KJC: I really love science, especially cosmology, so when I was asked to write for Mélomanie, I thought they would be the perfect ensemble. Their integration of the viola da gamba and harpsichord allows for hinting at the history from which our current understanding of the world grows, as well as the more modern instruments, allowing for a more current feel. Each movement started with some concept within a scientific discovery, then I allowed myself to brainstorm ways that I could represent those ideas musically. Each idea was developed with a hope that it would work!
TSD: What do you want the audience to take away from this piece?
KJC: I would love for the audience to walk away with an intellectual itch to learn more about these discoveries. Musically, I’d love for people to come away with a sense that their preconceived notions of historical instruments – such as the harpsichord and viola da gamba – are too limited, and these instruments have within them the ability to play far more than their ‘standard’ repertoire.
TSD: Who are some of your favorite composers?
KJC: I have a wide range of influences. Classically, I’d say my favorites are standard names as well as modern composers that are less well known: Stravinsky (obviously), Richard Danielpour, Christopher Rouse, John Corigliano, Roland Dyens, Astor Piazzolla, and Nikita Koshkin. Heightened emotions tend to pique my interest in music, and works by these composers tend to be very emotional – whether anger, passion, grief or other emotions are the centerpiece – I love them all.
Away from classical is Antonio Carlos Jobim, who wrote some of the most amazing Latin pieces ever. Really just a fountain of inspiration! I’ve also been a fan of rock music since middle school, so I’m definitely influenced by the likes of YES, Queen, Symphony X, Mattias Eklundh, and recently Native Construct. My taste has just been pushing more into the classically-influenced rock styles since those youthful introductions to rock.
TSD: Where did you study and who were your mentors?
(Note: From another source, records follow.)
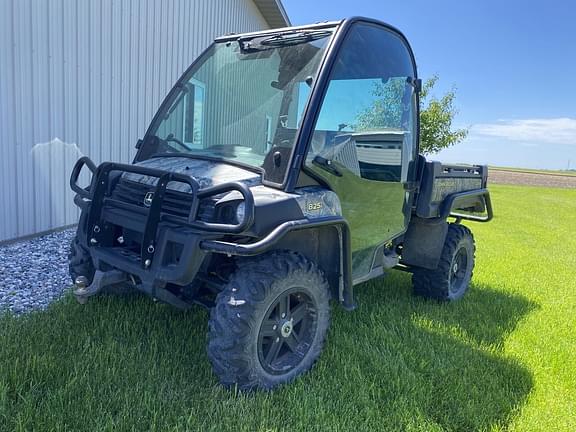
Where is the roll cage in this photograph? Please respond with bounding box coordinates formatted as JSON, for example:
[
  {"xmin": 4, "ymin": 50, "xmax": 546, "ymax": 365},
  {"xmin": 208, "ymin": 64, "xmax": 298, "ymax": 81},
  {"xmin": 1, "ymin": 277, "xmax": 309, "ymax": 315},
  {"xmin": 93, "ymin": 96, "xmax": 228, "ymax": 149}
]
[{"xmin": 134, "ymin": 17, "xmax": 420, "ymax": 192}]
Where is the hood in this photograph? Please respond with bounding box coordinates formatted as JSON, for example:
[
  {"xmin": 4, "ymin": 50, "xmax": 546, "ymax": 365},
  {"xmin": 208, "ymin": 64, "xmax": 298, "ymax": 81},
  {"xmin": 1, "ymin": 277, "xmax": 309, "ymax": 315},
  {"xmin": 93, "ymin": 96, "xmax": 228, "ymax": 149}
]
[{"xmin": 122, "ymin": 157, "xmax": 261, "ymax": 192}]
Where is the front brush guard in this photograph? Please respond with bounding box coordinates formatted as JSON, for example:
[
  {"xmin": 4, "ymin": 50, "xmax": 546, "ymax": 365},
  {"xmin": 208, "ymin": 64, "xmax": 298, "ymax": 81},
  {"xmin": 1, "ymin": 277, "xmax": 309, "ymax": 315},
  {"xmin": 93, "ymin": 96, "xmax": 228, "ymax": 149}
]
[{"xmin": 74, "ymin": 270, "xmax": 128, "ymax": 304}]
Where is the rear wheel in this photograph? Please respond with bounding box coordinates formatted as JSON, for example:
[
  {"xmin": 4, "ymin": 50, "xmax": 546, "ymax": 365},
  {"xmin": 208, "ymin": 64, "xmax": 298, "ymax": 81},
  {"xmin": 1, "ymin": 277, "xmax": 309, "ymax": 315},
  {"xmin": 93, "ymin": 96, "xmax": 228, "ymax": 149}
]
[
  {"xmin": 208, "ymin": 252, "xmax": 330, "ymax": 390},
  {"xmin": 412, "ymin": 224, "xmax": 475, "ymax": 301}
]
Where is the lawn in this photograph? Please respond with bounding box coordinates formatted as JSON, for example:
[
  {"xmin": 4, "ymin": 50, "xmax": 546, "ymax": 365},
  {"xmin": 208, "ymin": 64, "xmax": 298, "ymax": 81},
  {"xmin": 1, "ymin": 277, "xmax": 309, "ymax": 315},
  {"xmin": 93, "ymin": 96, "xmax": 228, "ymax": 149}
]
[{"xmin": 0, "ymin": 185, "xmax": 576, "ymax": 432}]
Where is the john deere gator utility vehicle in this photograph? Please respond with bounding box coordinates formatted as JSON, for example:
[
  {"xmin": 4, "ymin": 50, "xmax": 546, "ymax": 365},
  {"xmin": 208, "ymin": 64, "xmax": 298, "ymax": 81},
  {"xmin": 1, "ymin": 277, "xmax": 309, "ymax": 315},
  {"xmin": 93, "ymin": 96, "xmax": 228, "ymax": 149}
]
[{"xmin": 70, "ymin": 18, "xmax": 492, "ymax": 389}]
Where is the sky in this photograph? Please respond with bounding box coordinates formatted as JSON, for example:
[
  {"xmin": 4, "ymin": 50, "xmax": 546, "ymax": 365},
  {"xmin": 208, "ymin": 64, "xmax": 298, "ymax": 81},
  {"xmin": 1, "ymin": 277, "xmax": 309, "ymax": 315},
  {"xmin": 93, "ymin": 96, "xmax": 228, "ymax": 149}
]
[{"xmin": 282, "ymin": 0, "xmax": 576, "ymax": 169}]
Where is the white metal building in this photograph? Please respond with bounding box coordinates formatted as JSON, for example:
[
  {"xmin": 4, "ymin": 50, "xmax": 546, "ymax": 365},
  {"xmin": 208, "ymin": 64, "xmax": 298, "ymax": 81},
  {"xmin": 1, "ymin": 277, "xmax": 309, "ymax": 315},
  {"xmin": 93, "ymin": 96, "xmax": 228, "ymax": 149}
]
[{"xmin": 0, "ymin": 0, "xmax": 289, "ymax": 242}]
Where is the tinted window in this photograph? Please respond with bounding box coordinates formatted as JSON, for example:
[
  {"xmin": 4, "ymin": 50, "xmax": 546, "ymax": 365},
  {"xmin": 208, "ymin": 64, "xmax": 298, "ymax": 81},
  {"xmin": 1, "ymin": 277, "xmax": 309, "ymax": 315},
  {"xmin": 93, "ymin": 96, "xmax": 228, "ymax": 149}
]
[{"xmin": 307, "ymin": 24, "xmax": 416, "ymax": 181}]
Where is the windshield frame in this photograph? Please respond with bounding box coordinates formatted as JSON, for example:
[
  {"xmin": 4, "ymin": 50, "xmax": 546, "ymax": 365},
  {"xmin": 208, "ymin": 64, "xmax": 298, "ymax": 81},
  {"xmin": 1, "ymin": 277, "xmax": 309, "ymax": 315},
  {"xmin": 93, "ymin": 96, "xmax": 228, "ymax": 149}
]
[
  {"xmin": 133, "ymin": 21, "xmax": 341, "ymax": 189},
  {"xmin": 133, "ymin": 17, "xmax": 420, "ymax": 192}
]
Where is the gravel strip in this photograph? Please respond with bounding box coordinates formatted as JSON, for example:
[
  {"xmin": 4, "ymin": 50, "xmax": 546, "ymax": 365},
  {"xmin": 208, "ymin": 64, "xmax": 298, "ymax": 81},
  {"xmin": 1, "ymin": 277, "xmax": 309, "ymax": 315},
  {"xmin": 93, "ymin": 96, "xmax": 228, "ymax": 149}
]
[{"xmin": 0, "ymin": 228, "xmax": 76, "ymax": 315}]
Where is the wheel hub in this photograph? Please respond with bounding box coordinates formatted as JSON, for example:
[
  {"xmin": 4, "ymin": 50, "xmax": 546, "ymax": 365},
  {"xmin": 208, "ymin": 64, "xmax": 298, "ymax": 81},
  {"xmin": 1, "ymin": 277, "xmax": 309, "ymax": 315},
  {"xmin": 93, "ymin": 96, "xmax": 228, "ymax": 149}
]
[{"xmin": 280, "ymin": 319, "xmax": 294, "ymax": 338}]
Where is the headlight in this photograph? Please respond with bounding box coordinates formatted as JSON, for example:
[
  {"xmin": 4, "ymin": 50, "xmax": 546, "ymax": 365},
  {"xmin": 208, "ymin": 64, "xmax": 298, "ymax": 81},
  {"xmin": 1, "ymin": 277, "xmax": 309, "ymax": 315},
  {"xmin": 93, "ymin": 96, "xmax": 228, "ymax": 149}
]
[{"xmin": 217, "ymin": 200, "xmax": 246, "ymax": 225}]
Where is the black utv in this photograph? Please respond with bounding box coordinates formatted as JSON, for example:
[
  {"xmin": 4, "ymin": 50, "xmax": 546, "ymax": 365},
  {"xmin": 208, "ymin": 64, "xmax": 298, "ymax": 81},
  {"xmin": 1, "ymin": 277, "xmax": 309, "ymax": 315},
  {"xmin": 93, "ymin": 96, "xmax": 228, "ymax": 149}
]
[{"xmin": 70, "ymin": 18, "xmax": 492, "ymax": 389}]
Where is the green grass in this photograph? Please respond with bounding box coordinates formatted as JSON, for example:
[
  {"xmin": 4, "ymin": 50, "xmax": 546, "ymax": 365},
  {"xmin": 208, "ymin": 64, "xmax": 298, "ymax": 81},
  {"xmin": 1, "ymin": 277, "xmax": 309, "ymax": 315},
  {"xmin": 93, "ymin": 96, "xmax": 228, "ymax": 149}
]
[
  {"xmin": 488, "ymin": 166, "xmax": 576, "ymax": 177},
  {"xmin": 0, "ymin": 186, "xmax": 576, "ymax": 431}
]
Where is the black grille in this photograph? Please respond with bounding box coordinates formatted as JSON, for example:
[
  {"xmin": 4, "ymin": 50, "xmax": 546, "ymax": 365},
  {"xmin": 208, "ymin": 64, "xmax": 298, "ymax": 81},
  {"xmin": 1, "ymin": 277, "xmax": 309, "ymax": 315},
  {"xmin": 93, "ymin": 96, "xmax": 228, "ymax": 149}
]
[{"xmin": 112, "ymin": 179, "xmax": 215, "ymax": 222}]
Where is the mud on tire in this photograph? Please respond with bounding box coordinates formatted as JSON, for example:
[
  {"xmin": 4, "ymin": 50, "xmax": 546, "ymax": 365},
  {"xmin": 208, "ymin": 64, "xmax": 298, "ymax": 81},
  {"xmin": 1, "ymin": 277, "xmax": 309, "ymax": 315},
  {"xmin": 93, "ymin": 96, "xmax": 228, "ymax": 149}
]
[
  {"xmin": 412, "ymin": 224, "xmax": 475, "ymax": 301},
  {"xmin": 208, "ymin": 252, "xmax": 330, "ymax": 390}
]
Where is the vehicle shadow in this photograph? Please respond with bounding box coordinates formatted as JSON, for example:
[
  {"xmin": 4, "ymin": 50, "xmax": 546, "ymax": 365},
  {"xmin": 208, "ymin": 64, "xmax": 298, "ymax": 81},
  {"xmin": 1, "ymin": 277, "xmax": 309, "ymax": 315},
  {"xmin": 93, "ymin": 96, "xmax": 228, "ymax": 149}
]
[{"xmin": 0, "ymin": 272, "xmax": 536, "ymax": 431}]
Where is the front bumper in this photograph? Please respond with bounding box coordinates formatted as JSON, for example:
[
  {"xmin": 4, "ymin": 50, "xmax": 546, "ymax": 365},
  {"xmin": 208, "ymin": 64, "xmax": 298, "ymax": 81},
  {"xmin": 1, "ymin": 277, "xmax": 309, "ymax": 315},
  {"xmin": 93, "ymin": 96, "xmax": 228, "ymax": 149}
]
[{"xmin": 70, "ymin": 158, "xmax": 254, "ymax": 295}]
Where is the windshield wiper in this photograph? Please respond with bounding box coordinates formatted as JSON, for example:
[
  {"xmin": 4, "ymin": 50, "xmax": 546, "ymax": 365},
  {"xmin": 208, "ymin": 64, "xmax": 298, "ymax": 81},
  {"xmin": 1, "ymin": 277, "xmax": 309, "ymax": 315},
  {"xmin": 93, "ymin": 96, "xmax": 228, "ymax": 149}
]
[{"xmin": 238, "ymin": 30, "xmax": 332, "ymax": 52}]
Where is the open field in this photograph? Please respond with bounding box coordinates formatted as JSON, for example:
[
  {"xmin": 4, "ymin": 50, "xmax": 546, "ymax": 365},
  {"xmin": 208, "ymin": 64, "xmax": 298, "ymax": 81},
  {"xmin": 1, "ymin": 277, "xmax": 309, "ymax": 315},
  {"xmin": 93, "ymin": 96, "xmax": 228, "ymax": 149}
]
[
  {"xmin": 0, "ymin": 185, "xmax": 576, "ymax": 431},
  {"xmin": 489, "ymin": 166, "xmax": 576, "ymax": 177},
  {"xmin": 488, "ymin": 167, "xmax": 576, "ymax": 189}
]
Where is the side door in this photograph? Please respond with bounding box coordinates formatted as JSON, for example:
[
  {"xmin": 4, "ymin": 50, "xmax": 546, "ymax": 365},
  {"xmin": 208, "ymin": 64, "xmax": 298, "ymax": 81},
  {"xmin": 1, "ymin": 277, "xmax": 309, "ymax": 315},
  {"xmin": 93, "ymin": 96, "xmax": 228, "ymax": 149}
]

KJC: I received my bachelor’s degree in audio recording from Bloomsburg University. Simultaneously, I began composing with Dr. Patrick Long at nearby Susquehanna University. I went on to get my master’s degree in music composition at the University of Delaware, where I studied with Dr. Andrew Bleckner and Dr. Jennifer Barker. I also studied guitar at Bloomsburg University with Dr. Matthew Slotkin and received a master’s degree in guitar performance from the University of Delaware, working with Christiaan Taggart.
TSD: What do you feel is the hardest part of the creative process?
KJC: The hardest part of writing for me is always starting the piece. I don’t typically start with an idea of a sound that I want, so it’s a trial-and-error game to find a snippet of an idea worth pursuing and building. The idea of this piece allowed me to have a philosophical sense of where to start, so the notes were a bit easier to discover, but starting still took some time.
TSD: What song or composition (current or past) do you wish you had written?
KJC: This list could go on for pages! I’d say The Rite of Spring by Stravinsky, Circus Maximus by John Corigliano, Allegro Barbaro by Bela Bartok, the whole “Night at the Opera” album by Queen, and many more.
TSD: Where will you appear next?
KJC: I have a performance with the Wilmington Classical Guitar Society at 7:30 p.m. Nov. 12 at The Music School of Delaware. The program will feature only my own compositions and include solo guitar, duos and small ensemble works. It will be fun as well!